Working with information technology companies through public-private partnerships, Mr. Hoffman promoted the development of technologies to conserve energy. He and his staff also designed a labeling program to encourage consumers to buy eco-friendly products to reduce the amount of chlorofluorocarbon compounds in the atmosphere.
In addition, the EPA took out ads in industry magazines to highlight the benefits to companies that followed environmentally friendly practices.
“He was an interdisciplinary player before it was chic,” said Scott Sklar of the Stella Group, an energy-focused marketing and policy firm in Washington.
In 1996, the EPA partnered with the Department of Energy to include major home appliances and home electronics in the Energy Star program. The label is now featured on houses, commercial and industrial buildings and more than 40,000 consumer products.
In the past two decades, according to the EPA, Energy Star has prevented more than 1.7 billion metric tons of carbon emissions and saved Americans nearly $230 billion in utility bills.
The program celebrates its 20th anniversary this year and has been adopted by the European Union.
Mr. Hoffman was also a driving force behind what became the 1987 Montreal Protocol, a landmark international treaty designed to reduce harmful chemical emissions.
After retiring from the EPA in 1997 as acting director of the Global Change Division of the Office of Air and Radiation, Mr. Hoffman founded and managed several companies with the aim of inventing energy-saving technologies. His most recent project was the development of an energy-efficient automotive engine.
John Steven Hoffman was born Feb. 16, 1950, in New York City. He was a 1970 urban studies graduate of the University of Pennsylvania and received a master’s degree in systems modeling from the Massachusetts Institute of Technology in 1972. At the time of his death, he was working on a PhD in economics from the University of Twente in the Netherlands.
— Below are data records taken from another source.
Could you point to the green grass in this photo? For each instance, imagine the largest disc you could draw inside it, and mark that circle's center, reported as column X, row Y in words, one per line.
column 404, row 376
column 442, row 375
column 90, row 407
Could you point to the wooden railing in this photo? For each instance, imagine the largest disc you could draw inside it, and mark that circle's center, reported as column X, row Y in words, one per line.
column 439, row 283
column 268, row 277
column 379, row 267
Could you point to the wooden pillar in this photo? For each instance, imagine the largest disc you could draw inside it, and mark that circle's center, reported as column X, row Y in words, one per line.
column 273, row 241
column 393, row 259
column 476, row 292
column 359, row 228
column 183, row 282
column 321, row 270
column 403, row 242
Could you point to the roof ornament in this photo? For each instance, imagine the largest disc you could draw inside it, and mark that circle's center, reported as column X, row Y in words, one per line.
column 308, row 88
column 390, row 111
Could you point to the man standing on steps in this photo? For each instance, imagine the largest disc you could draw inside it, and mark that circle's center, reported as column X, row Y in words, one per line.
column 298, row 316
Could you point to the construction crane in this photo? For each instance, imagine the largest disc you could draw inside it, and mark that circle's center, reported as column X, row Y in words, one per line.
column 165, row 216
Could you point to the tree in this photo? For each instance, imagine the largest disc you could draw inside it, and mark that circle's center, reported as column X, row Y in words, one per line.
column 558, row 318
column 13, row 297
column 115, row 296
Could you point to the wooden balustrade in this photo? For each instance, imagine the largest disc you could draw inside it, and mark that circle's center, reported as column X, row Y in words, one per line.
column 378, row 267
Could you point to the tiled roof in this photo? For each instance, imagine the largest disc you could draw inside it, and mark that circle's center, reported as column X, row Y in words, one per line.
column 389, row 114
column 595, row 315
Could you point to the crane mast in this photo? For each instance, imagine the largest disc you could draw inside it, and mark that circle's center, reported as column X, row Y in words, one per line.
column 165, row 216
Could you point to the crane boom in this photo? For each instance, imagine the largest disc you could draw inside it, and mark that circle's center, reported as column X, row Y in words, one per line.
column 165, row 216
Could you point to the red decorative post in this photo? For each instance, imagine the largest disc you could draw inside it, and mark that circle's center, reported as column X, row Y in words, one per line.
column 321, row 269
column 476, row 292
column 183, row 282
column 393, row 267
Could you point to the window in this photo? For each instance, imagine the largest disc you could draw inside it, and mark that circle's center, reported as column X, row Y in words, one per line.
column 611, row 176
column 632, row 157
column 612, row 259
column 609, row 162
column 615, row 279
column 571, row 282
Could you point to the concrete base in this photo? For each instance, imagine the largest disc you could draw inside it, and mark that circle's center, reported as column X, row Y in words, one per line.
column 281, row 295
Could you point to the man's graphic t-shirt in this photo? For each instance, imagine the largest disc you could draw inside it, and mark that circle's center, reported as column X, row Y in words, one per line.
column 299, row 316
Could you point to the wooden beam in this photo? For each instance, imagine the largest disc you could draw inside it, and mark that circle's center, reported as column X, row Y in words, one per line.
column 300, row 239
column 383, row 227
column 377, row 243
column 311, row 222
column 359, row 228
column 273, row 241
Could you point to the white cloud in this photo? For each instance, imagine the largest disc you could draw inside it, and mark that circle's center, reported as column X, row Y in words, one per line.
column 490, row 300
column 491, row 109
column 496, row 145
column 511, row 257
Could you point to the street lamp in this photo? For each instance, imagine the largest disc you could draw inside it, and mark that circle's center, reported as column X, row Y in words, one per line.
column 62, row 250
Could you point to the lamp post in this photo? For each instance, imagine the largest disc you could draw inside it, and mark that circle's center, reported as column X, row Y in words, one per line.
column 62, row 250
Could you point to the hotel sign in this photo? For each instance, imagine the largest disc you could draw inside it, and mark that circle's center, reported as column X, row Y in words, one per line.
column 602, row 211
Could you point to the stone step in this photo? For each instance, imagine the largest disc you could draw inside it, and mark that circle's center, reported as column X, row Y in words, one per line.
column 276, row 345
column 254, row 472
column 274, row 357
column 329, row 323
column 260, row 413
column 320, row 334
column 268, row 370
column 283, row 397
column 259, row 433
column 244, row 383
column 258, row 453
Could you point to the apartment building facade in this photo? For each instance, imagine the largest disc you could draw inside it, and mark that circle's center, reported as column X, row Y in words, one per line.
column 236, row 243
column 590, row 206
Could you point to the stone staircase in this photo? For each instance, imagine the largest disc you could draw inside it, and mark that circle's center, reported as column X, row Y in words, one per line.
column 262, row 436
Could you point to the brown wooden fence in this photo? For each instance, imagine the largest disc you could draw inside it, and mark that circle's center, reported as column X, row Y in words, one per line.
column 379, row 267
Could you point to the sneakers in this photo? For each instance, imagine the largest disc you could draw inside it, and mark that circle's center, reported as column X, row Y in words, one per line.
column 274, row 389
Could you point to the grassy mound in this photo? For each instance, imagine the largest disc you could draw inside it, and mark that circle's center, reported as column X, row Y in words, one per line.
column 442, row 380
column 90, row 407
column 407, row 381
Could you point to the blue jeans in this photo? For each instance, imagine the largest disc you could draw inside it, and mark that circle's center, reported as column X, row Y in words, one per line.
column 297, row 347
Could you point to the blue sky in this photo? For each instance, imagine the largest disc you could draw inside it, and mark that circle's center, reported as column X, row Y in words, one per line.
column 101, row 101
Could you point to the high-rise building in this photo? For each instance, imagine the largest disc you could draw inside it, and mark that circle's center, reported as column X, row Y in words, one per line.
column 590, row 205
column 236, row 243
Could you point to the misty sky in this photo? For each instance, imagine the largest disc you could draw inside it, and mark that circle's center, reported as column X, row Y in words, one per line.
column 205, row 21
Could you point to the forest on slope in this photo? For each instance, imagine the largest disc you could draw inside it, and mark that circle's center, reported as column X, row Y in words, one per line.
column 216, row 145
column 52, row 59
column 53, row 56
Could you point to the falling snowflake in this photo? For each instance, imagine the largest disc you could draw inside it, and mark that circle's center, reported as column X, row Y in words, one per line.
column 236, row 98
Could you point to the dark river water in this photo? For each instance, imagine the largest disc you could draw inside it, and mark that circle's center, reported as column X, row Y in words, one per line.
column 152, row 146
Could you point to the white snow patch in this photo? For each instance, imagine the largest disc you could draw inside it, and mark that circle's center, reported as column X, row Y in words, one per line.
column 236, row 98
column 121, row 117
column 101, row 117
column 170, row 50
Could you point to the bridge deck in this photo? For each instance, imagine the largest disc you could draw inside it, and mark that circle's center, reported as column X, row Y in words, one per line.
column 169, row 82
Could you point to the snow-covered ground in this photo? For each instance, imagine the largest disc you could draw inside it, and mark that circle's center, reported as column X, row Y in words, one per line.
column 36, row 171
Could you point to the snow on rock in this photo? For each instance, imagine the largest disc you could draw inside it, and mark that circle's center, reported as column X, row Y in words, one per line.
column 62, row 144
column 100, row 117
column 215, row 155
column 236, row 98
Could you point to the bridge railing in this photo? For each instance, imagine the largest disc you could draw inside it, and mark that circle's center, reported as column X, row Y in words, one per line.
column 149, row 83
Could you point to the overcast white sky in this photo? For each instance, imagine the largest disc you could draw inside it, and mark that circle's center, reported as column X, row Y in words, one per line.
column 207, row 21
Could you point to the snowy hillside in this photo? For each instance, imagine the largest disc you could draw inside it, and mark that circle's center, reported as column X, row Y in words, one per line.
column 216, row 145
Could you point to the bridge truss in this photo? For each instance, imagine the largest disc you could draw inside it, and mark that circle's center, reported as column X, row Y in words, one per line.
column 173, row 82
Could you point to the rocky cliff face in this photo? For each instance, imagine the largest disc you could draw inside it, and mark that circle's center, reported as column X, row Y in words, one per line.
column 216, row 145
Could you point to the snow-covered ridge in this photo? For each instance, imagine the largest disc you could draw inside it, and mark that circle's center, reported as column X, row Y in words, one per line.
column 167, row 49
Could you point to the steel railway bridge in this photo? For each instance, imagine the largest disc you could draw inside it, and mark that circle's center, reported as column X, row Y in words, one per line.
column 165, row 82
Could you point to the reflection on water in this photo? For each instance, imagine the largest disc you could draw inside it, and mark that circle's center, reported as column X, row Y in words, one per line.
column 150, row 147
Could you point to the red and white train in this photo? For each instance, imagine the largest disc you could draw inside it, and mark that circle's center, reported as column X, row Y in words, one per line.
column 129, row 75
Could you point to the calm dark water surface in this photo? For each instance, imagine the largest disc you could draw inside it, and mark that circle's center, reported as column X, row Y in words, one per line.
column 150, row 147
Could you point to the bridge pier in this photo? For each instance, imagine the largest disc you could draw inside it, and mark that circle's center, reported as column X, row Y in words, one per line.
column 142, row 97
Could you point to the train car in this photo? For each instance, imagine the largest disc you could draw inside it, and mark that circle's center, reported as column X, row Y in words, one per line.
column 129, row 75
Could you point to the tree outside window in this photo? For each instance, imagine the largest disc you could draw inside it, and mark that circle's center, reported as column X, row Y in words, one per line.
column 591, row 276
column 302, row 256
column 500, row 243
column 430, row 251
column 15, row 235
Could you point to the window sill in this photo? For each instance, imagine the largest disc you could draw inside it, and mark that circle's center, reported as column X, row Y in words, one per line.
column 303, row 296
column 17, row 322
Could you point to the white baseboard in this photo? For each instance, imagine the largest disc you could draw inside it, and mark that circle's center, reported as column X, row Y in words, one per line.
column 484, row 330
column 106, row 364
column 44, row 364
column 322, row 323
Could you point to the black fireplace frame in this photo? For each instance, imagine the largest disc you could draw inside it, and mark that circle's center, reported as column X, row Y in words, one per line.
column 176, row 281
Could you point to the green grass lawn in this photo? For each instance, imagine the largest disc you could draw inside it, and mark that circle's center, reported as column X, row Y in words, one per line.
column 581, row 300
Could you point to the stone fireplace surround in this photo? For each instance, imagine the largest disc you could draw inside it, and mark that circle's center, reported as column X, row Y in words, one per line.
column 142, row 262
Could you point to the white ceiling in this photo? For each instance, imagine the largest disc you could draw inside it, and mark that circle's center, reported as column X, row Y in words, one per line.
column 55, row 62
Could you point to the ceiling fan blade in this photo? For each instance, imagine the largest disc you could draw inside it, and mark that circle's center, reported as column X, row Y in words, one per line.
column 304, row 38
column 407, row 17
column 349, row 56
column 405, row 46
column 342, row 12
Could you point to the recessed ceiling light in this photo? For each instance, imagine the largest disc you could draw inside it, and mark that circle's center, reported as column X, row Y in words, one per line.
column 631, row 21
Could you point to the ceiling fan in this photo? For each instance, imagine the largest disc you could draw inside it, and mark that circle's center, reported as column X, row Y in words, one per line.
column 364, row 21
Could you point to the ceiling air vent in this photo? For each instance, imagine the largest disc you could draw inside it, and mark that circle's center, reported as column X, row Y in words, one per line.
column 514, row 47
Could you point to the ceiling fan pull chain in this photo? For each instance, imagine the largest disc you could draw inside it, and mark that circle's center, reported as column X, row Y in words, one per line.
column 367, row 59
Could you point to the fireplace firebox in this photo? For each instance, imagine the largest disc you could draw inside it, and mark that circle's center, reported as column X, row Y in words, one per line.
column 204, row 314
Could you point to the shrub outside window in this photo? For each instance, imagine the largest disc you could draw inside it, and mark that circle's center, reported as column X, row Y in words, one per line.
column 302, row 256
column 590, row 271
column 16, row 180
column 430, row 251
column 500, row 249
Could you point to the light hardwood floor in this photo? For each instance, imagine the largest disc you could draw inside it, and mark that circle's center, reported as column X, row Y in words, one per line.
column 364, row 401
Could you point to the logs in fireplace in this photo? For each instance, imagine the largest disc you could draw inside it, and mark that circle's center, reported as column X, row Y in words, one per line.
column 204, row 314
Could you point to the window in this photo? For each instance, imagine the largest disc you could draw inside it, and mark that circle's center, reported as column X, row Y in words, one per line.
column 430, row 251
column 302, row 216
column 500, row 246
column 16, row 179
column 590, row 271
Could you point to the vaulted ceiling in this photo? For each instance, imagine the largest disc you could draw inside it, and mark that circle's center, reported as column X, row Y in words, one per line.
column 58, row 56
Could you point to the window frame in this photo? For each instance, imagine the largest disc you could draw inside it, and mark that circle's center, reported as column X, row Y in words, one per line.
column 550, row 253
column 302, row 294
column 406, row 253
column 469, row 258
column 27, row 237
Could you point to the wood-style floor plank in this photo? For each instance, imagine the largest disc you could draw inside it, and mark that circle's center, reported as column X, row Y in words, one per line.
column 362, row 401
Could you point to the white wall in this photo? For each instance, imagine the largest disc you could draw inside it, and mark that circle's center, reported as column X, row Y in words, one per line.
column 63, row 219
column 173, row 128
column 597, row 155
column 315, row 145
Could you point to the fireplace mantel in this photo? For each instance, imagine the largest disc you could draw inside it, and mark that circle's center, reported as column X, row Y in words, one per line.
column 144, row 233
Before joining the EPA, Mr. Hoffman taught at several universities, including the University of Illinois at Chicago, and he founded a management consulting firm in the Chicago area.
In 1984, he contributed to the book “Greenhouse Effect and Sea Level Rise: A Challenge for This Generation.”
Mr. Hoffman was a founding director of the Tregaron Conservancy, a community organization that restores and maintains the historic Tregaron estate in Washington’s Cleveland Park neighborhood. He was also a member of the Cleveland Park Historical Society and Cleveland Park Citizens Association.
Survivors include his partner of 41 years, whom he married in 1989, Lucinda McConathy of Washington; their daughter, Alla Hoffman of Chicago; and a brother.
“John had an amazing ability to work across a wide range of disciplines,” David Doniger, an environmental policy director at the Natural Resources Defense Council, wrote in a blog post. “As far back as the early 1980s, John realized that climate change was the pre-eminent environment threat, and he began EPA’s work on strategies to slow global warming.”